Debunking myths

No one in their right mind would choose to be homeless

(Charity Intelligence, report 2009).  Most fall into homelessness due to one unexpected event, such as job loss or divorce.   Most homeless are hidden – sleeping on couches with friends, multiple families sharing an apartment.  Homelessness can happen to you.   “But for the grace of God, there go I??”  People do not “choose” to be homeless.  And there isn’t necessarily anything “wrong” with that person, they may be unfortunate.
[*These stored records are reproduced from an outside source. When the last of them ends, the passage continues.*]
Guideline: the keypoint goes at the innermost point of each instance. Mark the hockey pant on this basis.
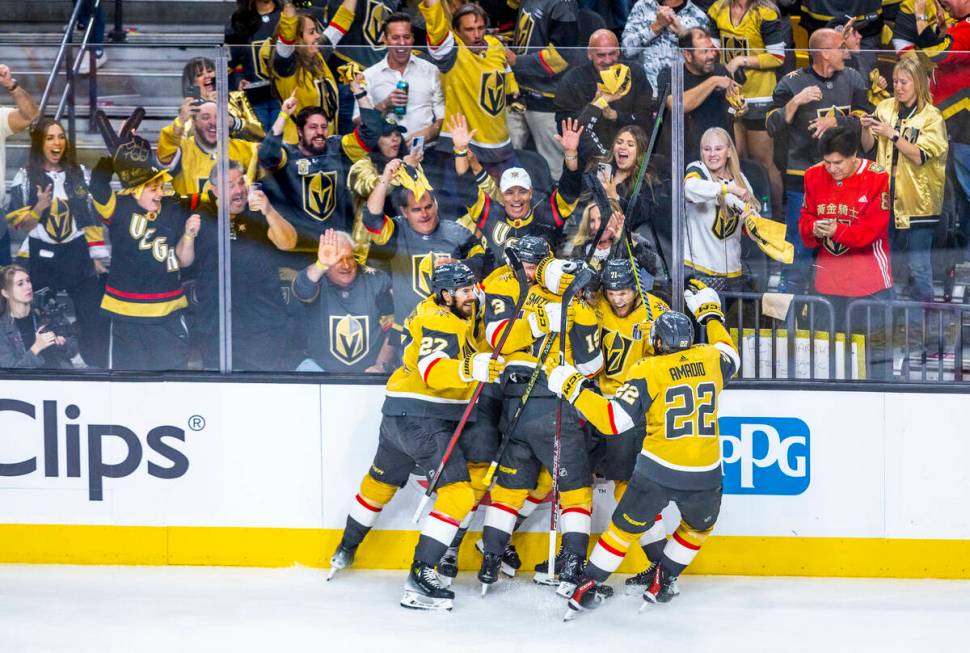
(531, 449)
(405, 444)
(637, 514)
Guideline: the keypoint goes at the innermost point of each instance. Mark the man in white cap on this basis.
(519, 212)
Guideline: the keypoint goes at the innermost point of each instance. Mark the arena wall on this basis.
(251, 474)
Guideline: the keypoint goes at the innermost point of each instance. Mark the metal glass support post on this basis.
(222, 165)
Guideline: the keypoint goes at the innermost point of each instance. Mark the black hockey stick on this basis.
(641, 173)
(516, 265)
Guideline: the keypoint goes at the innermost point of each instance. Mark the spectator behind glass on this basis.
(256, 232)
(13, 120)
(581, 95)
(806, 104)
(543, 47)
(752, 43)
(846, 217)
(26, 341)
(50, 200)
(251, 26)
(349, 309)
(651, 34)
(719, 197)
(298, 62)
(706, 84)
(910, 138)
(424, 102)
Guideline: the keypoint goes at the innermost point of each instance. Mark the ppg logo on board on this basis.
(765, 455)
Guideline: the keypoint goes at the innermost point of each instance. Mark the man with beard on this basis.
(256, 232)
(415, 240)
(604, 94)
(190, 157)
(423, 103)
(307, 182)
(425, 398)
(706, 84)
(349, 310)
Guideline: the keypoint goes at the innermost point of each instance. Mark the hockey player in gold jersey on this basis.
(531, 444)
(672, 398)
(424, 399)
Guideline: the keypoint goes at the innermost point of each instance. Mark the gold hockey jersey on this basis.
(674, 398)
(621, 349)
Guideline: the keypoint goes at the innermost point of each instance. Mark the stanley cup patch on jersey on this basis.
(320, 194)
(491, 96)
(617, 349)
(523, 32)
(349, 337)
(373, 23)
(725, 223)
(422, 266)
(58, 222)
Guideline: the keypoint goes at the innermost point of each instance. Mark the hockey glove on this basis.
(555, 274)
(565, 381)
(545, 319)
(481, 367)
(703, 301)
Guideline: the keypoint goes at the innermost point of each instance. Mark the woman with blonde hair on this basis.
(909, 135)
(719, 197)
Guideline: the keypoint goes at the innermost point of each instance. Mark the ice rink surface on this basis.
(143, 609)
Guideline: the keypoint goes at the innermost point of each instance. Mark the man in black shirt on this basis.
(256, 232)
(580, 95)
(706, 83)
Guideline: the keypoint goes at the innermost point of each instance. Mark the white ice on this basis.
(144, 609)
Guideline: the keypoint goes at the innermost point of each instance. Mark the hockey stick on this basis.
(641, 173)
(516, 265)
(580, 280)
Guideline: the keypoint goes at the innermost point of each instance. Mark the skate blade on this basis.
(416, 601)
(565, 589)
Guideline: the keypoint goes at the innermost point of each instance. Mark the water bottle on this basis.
(403, 87)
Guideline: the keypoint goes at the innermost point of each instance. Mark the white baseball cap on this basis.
(515, 177)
Fastest growing segment is families and youth

Only 10% of homeless are due to addictions and mental health issues; a lot are single men who are hard to employ.  These are the most obvious because they are chronically left without housing and they spend their days on the streets.  Even though they are the most obvious segment and the smallest segment, this segment is the most expensive to house and treat.

Don’t give up

There will always be homeless people, we can’t stop that.  What we can do is shrink the time people are in a state of homelessness.  Calgary’s goal is to create enough affordable housing so that the wait time in shelters is less than 7 days.  In Toronto, the wait time for affordable housing is 6.4 years;  special circumstances can boost you to the top of the list, for example, abused women with kids may have a wait time of 7 months.
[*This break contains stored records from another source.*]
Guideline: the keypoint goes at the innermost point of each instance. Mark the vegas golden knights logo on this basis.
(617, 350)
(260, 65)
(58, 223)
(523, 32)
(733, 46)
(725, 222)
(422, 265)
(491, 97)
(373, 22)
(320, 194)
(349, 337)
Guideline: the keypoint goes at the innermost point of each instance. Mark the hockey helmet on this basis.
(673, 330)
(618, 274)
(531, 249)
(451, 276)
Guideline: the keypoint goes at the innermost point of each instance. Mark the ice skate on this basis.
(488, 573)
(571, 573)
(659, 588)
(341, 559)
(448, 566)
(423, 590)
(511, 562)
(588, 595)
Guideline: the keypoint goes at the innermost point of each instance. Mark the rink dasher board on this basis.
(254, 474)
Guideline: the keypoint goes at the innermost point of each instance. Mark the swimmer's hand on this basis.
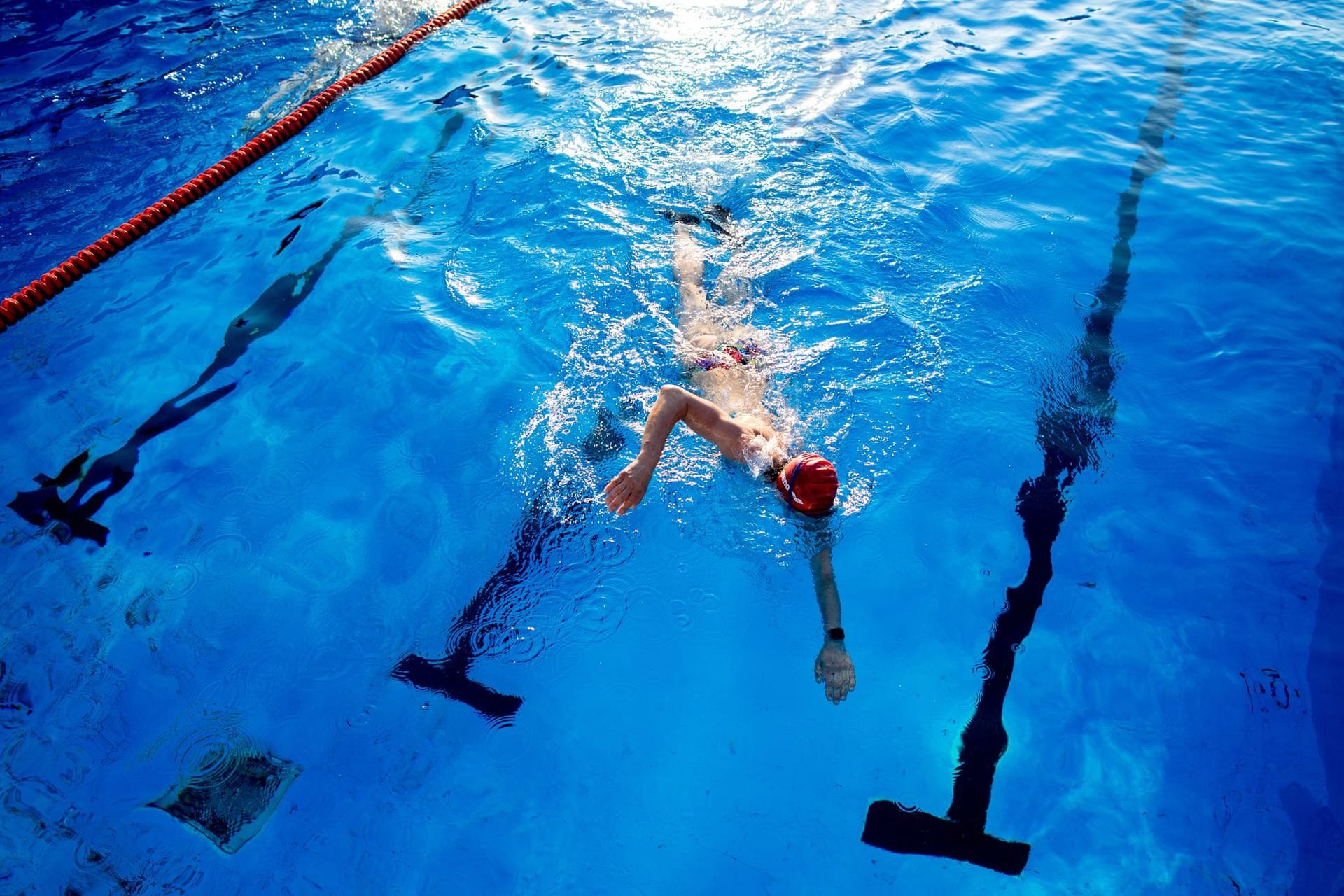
(835, 671)
(628, 488)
Homelessness may seem like one big, insolvable problem and it may feel easier to give up.   But there is something we can do.  Check out the ideas in the Action list.

Homeless people want to work

Benefits from Ontario Works (welfare) do not cover basic needs.  The monthly income for a single person is $606, which must cover all needs including housing, compared to the average Toronto rent of $1,000.   Most homeless people prefer even the most basic job (minimum wage is $1,555/month) compared to the indignity of begging or asking friends for help.   They are not lazy and “just want to live off benefits”.
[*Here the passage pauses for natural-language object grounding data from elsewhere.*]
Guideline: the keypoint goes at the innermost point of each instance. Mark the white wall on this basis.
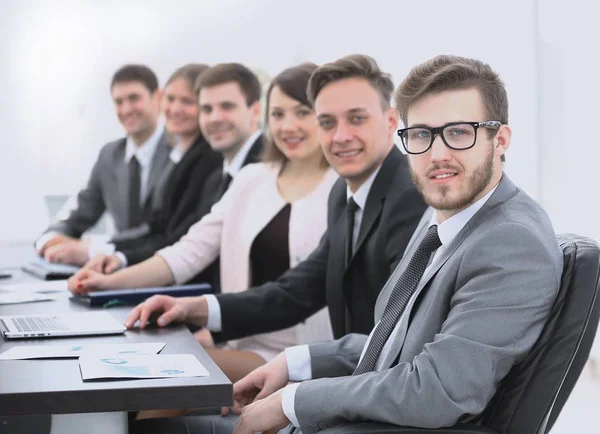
(569, 114)
(58, 57)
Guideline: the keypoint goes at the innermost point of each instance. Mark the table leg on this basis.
(89, 423)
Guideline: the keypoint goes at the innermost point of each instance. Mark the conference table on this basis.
(55, 387)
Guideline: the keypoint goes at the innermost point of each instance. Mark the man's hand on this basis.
(105, 264)
(171, 309)
(263, 415)
(68, 252)
(86, 280)
(54, 241)
(260, 383)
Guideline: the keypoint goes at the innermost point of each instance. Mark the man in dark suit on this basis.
(229, 95)
(363, 242)
(124, 178)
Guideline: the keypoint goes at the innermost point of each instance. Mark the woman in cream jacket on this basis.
(270, 219)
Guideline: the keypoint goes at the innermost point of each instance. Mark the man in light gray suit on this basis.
(466, 303)
(124, 178)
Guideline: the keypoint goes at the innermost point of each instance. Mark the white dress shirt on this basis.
(175, 156)
(360, 198)
(298, 358)
(232, 168)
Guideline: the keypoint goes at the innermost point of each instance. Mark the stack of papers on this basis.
(38, 287)
(75, 351)
(156, 366)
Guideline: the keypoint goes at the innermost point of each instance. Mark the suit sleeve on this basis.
(336, 358)
(90, 206)
(296, 295)
(495, 317)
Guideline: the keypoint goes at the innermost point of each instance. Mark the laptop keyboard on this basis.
(37, 324)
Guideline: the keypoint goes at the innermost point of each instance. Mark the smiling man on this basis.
(124, 177)
(466, 303)
(372, 213)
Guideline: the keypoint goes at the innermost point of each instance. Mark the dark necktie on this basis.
(351, 208)
(403, 290)
(134, 192)
(225, 181)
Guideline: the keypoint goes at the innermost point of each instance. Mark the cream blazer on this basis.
(229, 230)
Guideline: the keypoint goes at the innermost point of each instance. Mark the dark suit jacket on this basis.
(107, 190)
(181, 195)
(391, 214)
(212, 194)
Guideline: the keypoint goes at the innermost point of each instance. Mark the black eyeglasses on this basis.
(456, 135)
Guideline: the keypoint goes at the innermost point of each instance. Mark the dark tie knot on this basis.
(431, 241)
(351, 206)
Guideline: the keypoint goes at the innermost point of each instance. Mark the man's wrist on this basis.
(197, 310)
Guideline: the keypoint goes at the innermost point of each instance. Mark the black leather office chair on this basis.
(530, 398)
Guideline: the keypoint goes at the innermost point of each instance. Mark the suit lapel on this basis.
(506, 189)
(336, 264)
(377, 194)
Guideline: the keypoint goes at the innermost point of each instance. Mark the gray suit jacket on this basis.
(107, 190)
(478, 311)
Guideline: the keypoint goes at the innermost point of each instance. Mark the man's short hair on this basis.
(140, 73)
(354, 65)
(445, 73)
(190, 73)
(228, 72)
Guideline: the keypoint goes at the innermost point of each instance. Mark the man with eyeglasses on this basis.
(466, 303)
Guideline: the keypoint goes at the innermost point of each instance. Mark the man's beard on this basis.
(471, 188)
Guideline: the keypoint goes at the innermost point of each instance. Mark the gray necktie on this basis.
(403, 290)
(134, 192)
(351, 208)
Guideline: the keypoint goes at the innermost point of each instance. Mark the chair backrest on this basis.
(532, 395)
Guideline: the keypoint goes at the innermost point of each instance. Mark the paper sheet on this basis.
(16, 298)
(39, 287)
(74, 351)
(158, 366)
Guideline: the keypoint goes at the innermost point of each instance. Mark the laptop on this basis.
(59, 325)
(118, 297)
(47, 271)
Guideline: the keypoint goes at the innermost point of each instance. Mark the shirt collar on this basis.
(233, 167)
(450, 228)
(145, 152)
(176, 154)
(360, 197)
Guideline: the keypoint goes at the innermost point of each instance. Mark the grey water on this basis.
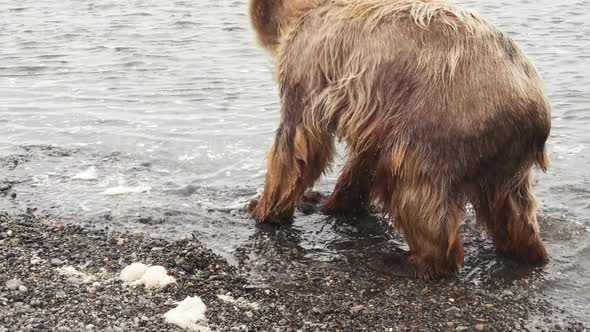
(155, 116)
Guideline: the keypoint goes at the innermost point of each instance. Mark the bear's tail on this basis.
(542, 158)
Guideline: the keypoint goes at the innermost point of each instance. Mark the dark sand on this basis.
(355, 299)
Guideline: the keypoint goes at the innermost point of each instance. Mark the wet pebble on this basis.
(56, 262)
(13, 284)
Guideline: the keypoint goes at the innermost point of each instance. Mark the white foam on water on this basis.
(189, 315)
(87, 175)
(150, 276)
(123, 190)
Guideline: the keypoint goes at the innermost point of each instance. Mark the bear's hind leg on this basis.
(353, 189)
(430, 223)
(510, 218)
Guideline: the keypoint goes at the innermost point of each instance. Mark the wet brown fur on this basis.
(437, 108)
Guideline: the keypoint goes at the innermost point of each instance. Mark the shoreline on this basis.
(35, 248)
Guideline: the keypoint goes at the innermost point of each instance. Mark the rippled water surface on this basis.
(156, 115)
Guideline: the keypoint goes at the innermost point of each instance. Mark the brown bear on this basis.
(437, 107)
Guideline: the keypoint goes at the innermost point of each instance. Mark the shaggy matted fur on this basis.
(437, 108)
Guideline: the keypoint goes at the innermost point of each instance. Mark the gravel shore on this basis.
(35, 296)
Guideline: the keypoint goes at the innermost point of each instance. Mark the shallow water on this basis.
(155, 117)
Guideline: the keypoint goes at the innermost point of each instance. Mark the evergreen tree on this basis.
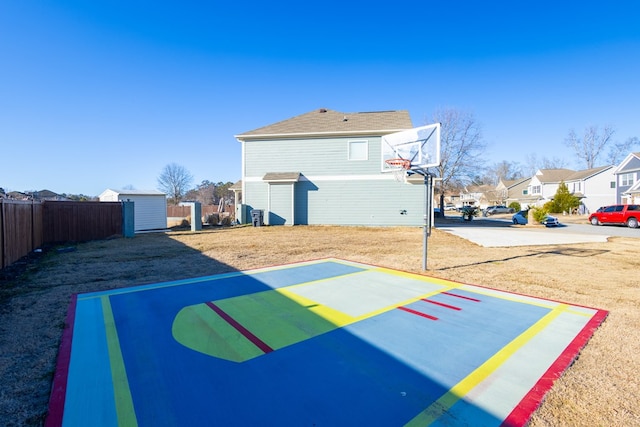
(564, 201)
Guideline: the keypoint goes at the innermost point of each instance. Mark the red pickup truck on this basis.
(628, 215)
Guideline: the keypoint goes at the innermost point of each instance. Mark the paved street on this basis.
(500, 232)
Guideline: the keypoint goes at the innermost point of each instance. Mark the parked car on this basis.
(550, 221)
(492, 210)
(521, 218)
(628, 215)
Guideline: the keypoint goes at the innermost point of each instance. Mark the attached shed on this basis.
(150, 207)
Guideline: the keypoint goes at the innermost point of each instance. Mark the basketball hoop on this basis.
(399, 167)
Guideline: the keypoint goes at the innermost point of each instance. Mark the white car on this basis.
(521, 219)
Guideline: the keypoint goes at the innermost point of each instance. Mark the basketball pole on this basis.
(428, 186)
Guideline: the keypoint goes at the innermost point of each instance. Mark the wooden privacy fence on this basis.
(20, 229)
(25, 226)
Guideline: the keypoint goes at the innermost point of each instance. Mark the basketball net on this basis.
(400, 168)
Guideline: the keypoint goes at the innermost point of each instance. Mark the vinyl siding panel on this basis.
(312, 157)
(359, 202)
(149, 212)
(281, 204)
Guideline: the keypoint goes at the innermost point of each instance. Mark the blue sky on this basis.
(104, 94)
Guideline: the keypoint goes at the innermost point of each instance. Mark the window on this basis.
(626, 179)
(358, 150)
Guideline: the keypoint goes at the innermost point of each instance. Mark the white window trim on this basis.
(627, 179)
(366, 151)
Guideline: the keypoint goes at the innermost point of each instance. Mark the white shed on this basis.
(149, 206)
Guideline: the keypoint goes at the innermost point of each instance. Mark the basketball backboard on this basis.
(420, 146)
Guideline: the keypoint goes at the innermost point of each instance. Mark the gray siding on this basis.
(312, 157)
(359, 202)
(150, 212)
(281, 205)
(333, 190)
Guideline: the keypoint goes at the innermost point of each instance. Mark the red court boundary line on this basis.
(521, 414)
(417, 313)
(59, 386)
(441, 304)
(461, 296)
(244, 331)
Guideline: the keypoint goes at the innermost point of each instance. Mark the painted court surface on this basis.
(327, 342)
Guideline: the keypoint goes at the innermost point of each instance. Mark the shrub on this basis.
(539, 214)
(515, 206)
(213, 219)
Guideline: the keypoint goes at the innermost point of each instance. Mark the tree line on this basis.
(463, 146)
(462, 164)
(176, 181)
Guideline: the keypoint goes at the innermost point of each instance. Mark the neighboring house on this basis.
(325, 167)
(627, 178)
(479, 196)
(149, 207)
(544, 185)
(594, 187)
(512, 190)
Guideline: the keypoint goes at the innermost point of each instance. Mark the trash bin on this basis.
(257, 217)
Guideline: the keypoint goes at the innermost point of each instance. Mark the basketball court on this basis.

It’s the right thing to do

From an economic perspective the approach makes perfect sense. Helping the chronically homeless find and stay housed is cheaper than the alternative.  But from a moral perspective, some people may feel it doesn’t seem fair.  Some may object to giving people housing before they “deserve” it.  We as a society need to focus on the economics to fix the problem.

Helping the hidden homeless gives them dignity.  Although they don’t touch the “housing system” and therefore do not cost society immediately.  Safe and affordable housing reduces the long term, hard-to-calculate costs of disrupted childhoods and stressed parents.